2020年10月23日(金)
滝川事件から考える「学問の自由」
社会部長 三浦誠
日本学術会議が産声をあげたのは1949年1月20日。第1回総会では基本的な指針となる声明を採決しています。「日本学術会議の発足にあたって科学者としての決意表明」です。声明は「学問の自由」などの確保を掲げ、誓いの言葉を述べています。
「これまでわが国の科学者がとりきたった態度について強く反省し、今後は、科学が文化国家ないし平和国家の基礎であるという確信の下に、わが国の平和的復興と人類の福祉増進のために貢献せんことを誓う」
起草したのは法学博士の末川博・立命館大学総長(故人)です。末川氏は、学術会議主催の「学問・思想の自由のための講演会」(50年2月)で「反省」の内容を説明しています。
―政治的な力が科学に圧迫を加え、科学を政治の奴隷のように扱った。そんな中で科学者が政治の使用人になったりなろうとしたりした。声明は科学者の「過去の卑屈な態度についての反省であり、ざんげである」…。

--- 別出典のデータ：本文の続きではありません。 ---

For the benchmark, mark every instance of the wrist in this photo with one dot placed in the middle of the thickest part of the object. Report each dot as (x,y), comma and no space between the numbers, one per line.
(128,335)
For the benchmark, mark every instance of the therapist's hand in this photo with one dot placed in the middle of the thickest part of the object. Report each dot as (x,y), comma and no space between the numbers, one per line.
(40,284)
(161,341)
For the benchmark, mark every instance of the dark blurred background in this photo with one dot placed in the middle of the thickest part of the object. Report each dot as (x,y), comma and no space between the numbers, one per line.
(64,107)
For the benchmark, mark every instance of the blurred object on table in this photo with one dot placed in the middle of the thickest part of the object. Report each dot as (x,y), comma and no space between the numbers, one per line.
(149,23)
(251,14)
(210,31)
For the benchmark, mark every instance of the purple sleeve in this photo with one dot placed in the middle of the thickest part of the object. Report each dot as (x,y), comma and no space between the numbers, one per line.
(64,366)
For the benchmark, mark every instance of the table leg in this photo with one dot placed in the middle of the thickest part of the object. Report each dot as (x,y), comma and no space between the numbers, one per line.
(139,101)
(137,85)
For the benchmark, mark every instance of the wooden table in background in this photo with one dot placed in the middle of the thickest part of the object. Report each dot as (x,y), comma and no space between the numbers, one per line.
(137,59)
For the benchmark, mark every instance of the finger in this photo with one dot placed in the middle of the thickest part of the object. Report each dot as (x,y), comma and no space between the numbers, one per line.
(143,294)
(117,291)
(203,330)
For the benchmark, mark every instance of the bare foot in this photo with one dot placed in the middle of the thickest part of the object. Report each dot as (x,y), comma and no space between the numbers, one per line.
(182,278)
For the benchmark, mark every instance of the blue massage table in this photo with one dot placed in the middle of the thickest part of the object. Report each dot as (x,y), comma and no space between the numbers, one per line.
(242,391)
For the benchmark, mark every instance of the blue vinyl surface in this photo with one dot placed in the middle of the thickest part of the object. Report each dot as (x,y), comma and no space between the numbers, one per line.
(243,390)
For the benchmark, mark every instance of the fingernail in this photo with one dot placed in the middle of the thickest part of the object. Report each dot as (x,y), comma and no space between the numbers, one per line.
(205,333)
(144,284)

末川氏は33年の京都大学・滝川事件で、抗議の辞職をした7人の教授のひとり。天皇制政府が、『刑法読本』の著者である滝川幸辰教授を危険思想の持ち主だとして休職を命じた事件です。
滝川教授の学説は▽社会環境をよくしなければ、刑罰をいくら重くしても犯罪はなくならない▽妻の姦通(かんつう=不倫)だけを犯罪にし、夫の姦通を不問にするのはおかしい―というごくまともな内容です。
当時の日本共産党機関紙「赤旗(せっき)」は、マルクス主義者ではない滝川教授までが、進歩的な学説を発表したことで弾圧されたと指摘。労働者は科学者らと「手を握って」たたかおうと呼び掛けました。
滝川事件のころから、時の政府は学問への抑圧を強めます。末川氏は「学者も技術家もウソをいうように強いられて来た」「思想の自由も学問の自由もまったくなくなったといわねばならない。そして戦争へぶち込んだのである」(『法と自由』)と振り返っています。
戦後、学術会議は政府から独立して職務を果たす機関として設立されました。当時の吉田茂首相も設立の祝辞でこう強調しています。「国の機関ではありますが、その使命達成のためには、時々の政治的便宜のための制肘(せいちゅう=自由な行動を妨げること)を受けることのないよう、高度の自主性が与えられておる」
いま菅義偉首相は、会員の任命を拒否するという“抑圧”行為をしています。特定の学者を排除することで「学問の自由」も侵害しています。滝川事件当時の政府に共通する強権的な手法です。
講演で末川氏は「学問は平和のためのものでなければならない」「そうするためには、学問思想の自由を守らねばならない、そこに、平和のためのたたかいが必要なのである」と訴えています。私たち「赤旗」も学問の自由を守り、平和を守るために、報道を続けます。